UpdatedMay 10, 2026 at 17:31

SKILL.md

readonly

Document Retrieval Skill for Engineering Tasks

Retrieve engineering documents (compressor curves, mechanical drawings, data sheets, vendor reports) for use in NeqSim task-solving workflows.

For water-hammer/liquid-hammer tasks, retrieve STID/P&ID route drawings, line lists, stress isometrics, piping specifications, valve data sheets with closure time, pump curves or trip logs, design-pressure basis, and relevant tagreader event exports into the task references folder.

⚠️ CRITICAL: All documents go INSIDE the task folder

ALL downloaded documents — STID drawings, PI historian exports, vendor datasheets, P&IDs, literature PDFs — MUST be saved to step1_scope_and_research/references/ within the task folder.

NEVER download or save task-related files to workspace-level directories like output/, figures/, or any path outside task_solve/YYYY-MM-DD_slug/.

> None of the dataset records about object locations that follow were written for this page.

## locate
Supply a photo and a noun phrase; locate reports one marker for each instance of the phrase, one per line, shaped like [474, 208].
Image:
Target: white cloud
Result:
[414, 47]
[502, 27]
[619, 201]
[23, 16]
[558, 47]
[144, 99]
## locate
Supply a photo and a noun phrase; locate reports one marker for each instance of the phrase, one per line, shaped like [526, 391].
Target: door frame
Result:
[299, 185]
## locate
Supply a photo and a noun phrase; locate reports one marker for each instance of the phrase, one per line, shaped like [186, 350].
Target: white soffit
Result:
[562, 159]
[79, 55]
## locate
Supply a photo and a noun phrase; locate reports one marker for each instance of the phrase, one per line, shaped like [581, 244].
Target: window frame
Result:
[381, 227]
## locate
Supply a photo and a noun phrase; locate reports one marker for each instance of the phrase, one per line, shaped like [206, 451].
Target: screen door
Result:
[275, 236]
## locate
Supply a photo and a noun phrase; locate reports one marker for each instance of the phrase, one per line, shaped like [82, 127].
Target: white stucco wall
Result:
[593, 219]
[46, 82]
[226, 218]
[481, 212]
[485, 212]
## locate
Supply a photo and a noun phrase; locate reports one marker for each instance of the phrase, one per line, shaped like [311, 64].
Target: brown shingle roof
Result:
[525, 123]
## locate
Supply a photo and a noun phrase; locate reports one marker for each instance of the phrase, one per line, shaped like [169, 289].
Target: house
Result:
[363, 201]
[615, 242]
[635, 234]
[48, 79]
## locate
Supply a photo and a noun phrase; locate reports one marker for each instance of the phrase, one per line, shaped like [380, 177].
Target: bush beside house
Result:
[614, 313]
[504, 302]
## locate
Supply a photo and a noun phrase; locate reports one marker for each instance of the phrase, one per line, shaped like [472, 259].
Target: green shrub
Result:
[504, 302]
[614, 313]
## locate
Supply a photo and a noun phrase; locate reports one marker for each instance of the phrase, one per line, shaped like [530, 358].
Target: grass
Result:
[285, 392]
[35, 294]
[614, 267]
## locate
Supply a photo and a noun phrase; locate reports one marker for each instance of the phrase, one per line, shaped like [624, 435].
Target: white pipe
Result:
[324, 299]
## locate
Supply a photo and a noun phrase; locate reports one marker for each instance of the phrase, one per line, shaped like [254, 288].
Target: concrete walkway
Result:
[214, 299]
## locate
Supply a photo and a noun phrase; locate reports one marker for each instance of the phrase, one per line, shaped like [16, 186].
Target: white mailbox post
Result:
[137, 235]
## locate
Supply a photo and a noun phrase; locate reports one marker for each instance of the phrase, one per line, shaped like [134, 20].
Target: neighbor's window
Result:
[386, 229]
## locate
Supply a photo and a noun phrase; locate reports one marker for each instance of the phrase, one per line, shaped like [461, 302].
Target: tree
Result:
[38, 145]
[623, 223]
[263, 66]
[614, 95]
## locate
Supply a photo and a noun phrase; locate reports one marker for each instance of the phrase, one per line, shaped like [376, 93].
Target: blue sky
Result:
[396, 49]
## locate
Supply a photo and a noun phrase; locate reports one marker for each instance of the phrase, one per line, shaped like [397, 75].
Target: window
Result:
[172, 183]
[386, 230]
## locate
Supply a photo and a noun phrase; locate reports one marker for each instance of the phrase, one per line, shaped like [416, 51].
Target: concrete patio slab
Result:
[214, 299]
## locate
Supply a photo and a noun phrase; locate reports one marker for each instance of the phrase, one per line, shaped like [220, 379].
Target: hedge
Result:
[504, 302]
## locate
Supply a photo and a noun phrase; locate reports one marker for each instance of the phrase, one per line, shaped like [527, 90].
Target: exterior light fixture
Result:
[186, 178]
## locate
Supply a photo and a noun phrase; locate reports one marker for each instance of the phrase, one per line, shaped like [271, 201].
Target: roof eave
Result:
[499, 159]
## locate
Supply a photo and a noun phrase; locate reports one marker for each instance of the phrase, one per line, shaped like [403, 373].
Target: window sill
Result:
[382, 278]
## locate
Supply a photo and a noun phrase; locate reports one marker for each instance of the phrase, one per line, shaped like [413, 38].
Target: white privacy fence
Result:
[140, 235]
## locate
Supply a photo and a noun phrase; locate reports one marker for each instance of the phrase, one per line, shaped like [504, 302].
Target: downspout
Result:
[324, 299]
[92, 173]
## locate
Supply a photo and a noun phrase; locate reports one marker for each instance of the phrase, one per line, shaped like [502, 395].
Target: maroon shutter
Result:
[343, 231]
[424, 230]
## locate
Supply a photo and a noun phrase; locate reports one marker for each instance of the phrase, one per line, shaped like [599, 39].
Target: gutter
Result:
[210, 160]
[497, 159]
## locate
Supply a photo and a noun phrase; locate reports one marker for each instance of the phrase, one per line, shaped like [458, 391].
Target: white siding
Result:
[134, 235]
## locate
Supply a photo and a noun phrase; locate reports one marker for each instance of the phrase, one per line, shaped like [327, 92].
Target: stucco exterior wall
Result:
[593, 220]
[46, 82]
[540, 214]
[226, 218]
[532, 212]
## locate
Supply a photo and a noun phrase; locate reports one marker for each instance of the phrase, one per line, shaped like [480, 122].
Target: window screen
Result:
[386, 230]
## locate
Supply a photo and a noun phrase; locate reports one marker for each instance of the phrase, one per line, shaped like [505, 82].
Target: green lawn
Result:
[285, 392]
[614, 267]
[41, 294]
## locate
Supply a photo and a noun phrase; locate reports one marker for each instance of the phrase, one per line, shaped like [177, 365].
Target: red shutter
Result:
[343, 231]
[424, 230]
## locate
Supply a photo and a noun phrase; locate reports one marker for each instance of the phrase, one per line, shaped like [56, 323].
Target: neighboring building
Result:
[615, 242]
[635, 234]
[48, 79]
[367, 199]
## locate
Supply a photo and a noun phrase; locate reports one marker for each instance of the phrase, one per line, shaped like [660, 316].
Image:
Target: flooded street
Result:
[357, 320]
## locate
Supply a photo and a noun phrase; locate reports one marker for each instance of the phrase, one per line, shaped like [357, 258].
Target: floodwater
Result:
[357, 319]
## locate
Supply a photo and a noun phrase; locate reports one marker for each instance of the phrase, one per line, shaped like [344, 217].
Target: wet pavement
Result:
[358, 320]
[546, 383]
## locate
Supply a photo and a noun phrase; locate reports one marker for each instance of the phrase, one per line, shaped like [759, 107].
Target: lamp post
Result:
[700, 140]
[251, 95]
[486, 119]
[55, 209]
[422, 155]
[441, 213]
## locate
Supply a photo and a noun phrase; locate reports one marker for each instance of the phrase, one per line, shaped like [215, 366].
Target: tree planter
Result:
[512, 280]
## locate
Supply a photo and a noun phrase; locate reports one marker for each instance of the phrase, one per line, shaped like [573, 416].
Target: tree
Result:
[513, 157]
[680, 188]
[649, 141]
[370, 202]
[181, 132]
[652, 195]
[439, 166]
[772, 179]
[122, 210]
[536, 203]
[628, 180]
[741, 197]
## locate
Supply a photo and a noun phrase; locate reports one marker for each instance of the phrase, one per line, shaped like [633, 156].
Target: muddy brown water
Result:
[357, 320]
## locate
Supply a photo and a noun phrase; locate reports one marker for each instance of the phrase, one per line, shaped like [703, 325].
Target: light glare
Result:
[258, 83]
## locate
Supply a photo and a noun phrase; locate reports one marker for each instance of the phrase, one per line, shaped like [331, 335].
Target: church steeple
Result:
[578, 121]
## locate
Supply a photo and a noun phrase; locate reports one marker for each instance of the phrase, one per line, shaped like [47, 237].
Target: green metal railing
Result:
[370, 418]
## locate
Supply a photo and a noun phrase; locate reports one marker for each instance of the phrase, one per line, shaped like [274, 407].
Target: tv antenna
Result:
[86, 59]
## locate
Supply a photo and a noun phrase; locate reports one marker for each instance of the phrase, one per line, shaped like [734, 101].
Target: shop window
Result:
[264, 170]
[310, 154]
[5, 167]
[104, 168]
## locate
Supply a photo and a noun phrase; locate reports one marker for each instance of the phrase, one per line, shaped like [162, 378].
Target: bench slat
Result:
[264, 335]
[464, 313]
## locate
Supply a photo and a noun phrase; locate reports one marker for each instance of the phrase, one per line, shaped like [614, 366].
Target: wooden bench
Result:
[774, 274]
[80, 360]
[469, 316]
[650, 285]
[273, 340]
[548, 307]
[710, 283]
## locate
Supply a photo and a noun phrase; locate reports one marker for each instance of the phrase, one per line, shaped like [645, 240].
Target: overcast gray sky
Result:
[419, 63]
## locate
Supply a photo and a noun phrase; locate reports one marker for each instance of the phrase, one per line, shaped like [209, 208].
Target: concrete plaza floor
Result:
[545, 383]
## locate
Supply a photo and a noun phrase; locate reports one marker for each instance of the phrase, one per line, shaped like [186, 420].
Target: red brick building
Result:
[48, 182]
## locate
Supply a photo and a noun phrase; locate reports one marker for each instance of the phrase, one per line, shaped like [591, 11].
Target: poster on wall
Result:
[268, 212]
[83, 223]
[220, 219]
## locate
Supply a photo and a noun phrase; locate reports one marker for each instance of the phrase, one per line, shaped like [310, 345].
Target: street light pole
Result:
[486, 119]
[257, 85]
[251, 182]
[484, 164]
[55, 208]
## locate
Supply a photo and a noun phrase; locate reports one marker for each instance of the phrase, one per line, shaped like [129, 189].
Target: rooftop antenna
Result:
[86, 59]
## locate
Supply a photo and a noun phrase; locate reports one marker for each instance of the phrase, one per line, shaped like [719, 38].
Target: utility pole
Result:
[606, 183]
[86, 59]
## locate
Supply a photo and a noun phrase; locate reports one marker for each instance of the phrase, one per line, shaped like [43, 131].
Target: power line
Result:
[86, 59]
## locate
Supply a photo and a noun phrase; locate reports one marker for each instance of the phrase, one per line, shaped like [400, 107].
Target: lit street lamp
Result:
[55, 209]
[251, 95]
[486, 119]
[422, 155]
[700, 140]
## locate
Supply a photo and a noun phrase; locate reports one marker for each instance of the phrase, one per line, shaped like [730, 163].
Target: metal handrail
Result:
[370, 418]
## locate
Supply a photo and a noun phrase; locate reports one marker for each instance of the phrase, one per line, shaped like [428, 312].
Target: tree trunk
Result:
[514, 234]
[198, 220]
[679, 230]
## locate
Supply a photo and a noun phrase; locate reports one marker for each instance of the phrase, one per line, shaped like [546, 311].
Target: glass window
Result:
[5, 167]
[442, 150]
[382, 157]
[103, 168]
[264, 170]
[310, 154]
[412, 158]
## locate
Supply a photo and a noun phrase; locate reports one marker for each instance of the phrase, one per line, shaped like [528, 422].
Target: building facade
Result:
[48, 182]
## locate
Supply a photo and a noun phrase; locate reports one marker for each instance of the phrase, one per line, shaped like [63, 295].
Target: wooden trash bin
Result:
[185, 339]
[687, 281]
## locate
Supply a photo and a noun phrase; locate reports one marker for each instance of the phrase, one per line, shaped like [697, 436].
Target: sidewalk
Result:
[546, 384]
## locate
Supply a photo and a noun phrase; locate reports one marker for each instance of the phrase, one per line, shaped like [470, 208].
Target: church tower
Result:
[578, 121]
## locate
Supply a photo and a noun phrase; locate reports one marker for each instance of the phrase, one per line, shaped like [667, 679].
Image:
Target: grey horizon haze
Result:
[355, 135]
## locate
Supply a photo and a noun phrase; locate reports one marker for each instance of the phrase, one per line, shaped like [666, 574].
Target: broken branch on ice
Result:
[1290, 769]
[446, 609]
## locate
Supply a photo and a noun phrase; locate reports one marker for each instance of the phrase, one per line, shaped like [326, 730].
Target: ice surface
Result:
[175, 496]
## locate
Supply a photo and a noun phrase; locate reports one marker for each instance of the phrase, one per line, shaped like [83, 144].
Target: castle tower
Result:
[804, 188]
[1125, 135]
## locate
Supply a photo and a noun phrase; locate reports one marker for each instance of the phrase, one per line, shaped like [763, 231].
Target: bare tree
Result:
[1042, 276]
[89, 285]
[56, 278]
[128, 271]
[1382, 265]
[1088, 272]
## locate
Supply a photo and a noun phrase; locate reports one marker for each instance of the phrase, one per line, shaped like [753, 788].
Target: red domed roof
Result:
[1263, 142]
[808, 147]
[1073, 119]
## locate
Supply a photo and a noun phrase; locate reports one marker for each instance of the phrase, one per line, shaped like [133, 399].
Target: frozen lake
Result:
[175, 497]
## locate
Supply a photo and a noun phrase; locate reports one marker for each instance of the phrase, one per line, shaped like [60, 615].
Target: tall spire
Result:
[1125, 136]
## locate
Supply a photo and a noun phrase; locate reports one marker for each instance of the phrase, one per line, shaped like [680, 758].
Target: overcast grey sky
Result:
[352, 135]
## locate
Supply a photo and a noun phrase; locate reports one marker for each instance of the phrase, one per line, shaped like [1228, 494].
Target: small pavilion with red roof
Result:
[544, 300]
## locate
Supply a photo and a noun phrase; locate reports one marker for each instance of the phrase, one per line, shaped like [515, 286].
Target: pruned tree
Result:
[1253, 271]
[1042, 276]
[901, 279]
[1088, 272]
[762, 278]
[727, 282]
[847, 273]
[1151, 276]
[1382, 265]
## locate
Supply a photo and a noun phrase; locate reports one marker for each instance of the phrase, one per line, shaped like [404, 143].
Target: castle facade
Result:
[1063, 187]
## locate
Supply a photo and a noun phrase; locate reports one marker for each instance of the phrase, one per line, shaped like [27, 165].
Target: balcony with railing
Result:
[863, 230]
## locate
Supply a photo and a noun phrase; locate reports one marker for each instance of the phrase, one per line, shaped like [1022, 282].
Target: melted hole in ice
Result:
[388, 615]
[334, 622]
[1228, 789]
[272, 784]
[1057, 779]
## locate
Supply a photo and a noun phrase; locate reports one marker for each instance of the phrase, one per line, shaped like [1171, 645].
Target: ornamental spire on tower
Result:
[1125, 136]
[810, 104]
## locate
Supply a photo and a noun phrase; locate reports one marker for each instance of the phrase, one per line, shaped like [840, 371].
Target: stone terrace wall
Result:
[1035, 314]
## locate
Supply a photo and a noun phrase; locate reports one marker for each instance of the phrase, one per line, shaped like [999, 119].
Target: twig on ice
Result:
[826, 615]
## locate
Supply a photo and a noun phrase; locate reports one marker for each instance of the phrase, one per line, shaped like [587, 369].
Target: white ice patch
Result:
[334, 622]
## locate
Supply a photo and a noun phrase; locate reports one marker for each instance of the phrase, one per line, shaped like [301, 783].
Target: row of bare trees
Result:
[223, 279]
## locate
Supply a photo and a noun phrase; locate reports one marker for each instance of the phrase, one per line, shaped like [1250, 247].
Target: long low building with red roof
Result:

# CORRECT — saves inside the task folder:
TASK_DIR = "task_solve/YYYY-MM-DD_slug"
out_dir = os.path.join(TASK_DIR, "step1_scope_and_research", "references")

# WRONG — saves outside the task folder:
out_dir = os.path.join(os.path.dirname(__file__), "..", "figures", "stid_docs")  # NEVER
out_dir = "output/stid_docs"  # NEVER

For PDF-to-PNG conversion: Output to the task's figures/:

python devtools/pdf_to_figures.py task_solve/YYYY-MM-DD_slug/step1_scope_and_research/references/ \
    --outdir task_solve/YYYY-MM-DD_slug/figures/

This rule ensures every task is self-contained and portable.

This skill is backend-agnostic — it works with any document source:

Documents placed manually in the task folder
A pre-existing local directory of downloaded files
An auto-retrieval backend (configured separately, not part of the public repo)

Document Sources (Priority Order)

The task solver checks these sources in order:

Local directory — user provides a path to pre-downloaded docs
Task references folder — docs already in step1_scope_and_research/references/
Retrieval backend — auto-fetch from a document management system (if configured in devtools/doc_retrieval_config.yaml — this file is gitignored)

This means the workflow works for everyone:

Users with a retrieval backend get auto-retrieval
External users place their own PDFs in references/ and the same pipeline runs

Option A: User Provides Documents (Works for Everyone)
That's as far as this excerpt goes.